Anthony has been collecting lost objects in the hope of eventually reuniting them with their owners. It’s a compulsion after he lost something precious: his fiancee’s St. Theresa medal–which he lost on the day she died. It becomes his way to atone. 

This novel is definitely more character-driven than plot-driven. As a result, it took me some time to really get into the story. Once I did, though, I was completely in love. 

These characters are all delightful. Be patient, but if you are, you will adore this story. 

On Turpentine Lane

Finished On Turpentine Lane by Elinor Lipman. I received a copy for review. 

Faith’s life is going along fine. She has an easy job that she likes, even if it’s not intellectually stimulating. She has a fiance, even if he’s walking across the country–with enough time to pose for pictures with pretty women but not enough time to call her back. And she has a new house that she loves, even if it may have been the site of a murder. Or two. Certainly no more than three. It’s all murky. 

I adore this book. It’s so clever and fun and Faith is my new imaginary best friend. She’s sort of like an American Bridget Jones, if Bridget had more self-confidence and much less insecurity. 

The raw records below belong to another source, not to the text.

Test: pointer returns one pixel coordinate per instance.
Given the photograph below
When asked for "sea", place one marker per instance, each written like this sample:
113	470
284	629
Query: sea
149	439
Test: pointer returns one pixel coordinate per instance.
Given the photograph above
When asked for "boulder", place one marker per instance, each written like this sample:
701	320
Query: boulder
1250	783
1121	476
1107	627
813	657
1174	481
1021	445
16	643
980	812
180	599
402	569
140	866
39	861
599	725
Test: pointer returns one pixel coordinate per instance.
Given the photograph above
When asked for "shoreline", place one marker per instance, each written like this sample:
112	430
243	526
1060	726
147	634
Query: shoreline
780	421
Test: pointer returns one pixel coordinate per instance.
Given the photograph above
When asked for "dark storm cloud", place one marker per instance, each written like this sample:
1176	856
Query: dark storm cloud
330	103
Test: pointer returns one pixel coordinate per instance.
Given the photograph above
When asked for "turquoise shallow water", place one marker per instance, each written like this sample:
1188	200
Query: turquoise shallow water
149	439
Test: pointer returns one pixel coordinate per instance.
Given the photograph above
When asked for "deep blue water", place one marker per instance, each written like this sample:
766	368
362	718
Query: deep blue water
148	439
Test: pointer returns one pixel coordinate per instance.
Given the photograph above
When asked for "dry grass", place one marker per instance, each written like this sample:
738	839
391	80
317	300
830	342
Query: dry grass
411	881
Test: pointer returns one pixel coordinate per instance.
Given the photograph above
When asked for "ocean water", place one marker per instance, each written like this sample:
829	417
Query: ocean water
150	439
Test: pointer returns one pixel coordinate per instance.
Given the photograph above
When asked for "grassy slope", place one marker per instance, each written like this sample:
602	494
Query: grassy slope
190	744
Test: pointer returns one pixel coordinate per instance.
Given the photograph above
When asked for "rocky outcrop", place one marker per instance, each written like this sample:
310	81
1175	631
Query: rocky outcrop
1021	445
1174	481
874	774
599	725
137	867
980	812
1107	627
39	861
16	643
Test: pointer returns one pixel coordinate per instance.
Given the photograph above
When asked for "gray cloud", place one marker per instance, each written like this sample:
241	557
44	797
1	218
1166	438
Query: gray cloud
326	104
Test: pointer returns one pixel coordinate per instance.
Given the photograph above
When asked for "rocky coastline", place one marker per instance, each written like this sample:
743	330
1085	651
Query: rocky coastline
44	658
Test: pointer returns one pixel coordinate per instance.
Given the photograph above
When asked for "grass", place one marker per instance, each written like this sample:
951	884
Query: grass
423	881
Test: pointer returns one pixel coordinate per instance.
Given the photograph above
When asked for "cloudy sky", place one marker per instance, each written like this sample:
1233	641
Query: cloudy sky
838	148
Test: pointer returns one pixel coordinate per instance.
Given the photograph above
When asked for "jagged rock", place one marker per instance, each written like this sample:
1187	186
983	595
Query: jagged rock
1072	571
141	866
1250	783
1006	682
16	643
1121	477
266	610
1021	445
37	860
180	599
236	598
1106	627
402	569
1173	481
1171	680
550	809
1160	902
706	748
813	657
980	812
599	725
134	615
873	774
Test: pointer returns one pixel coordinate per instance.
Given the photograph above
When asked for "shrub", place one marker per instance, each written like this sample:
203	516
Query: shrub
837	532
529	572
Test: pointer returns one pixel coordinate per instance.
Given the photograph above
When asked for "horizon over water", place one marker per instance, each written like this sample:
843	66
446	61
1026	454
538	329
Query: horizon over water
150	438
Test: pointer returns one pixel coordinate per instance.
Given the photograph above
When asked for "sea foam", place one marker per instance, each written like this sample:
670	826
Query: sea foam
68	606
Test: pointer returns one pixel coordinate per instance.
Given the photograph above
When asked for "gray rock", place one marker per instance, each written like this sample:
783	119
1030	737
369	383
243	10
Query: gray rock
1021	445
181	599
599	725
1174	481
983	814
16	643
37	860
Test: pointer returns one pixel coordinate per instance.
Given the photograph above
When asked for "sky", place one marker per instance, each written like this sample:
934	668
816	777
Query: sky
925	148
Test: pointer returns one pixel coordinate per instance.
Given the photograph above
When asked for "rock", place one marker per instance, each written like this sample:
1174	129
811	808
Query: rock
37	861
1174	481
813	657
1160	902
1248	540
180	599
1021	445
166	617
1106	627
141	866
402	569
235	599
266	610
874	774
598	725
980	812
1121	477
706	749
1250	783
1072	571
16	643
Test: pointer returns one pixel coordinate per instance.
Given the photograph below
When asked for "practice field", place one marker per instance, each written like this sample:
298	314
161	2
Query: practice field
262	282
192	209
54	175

I think this is my first Elinor Lipman and now I need to find her backlist. 


Sister, Sister

Finished Sister, Sister by Sue Fortin. 

Clare and her mom have missed her little sister Alice ever since her dad kidnapped her and took her to America. It was supposed to be a quick visit; they never came home. They tried to find Alice, but to no avail. Now, decades later, Alice contacts them. Their dad is dead but he had changed their last name. It’s a great reunion at first…but then Clare has doubts. Alice seems a little–off, we’ll say. But Alice just accuses Clare of being jealous at sharing their mom’s attention. So who’s telling the truth?

This book is INSANE in the best way. I couldn’t stop reading and I kept trying to call the twists (I got most of them, but not all of them). 

That’s actually my one complaint: there are four major, MAJOR twists and that’s at least two too many. Even so, this book is super fun and if you need an escape, check it out.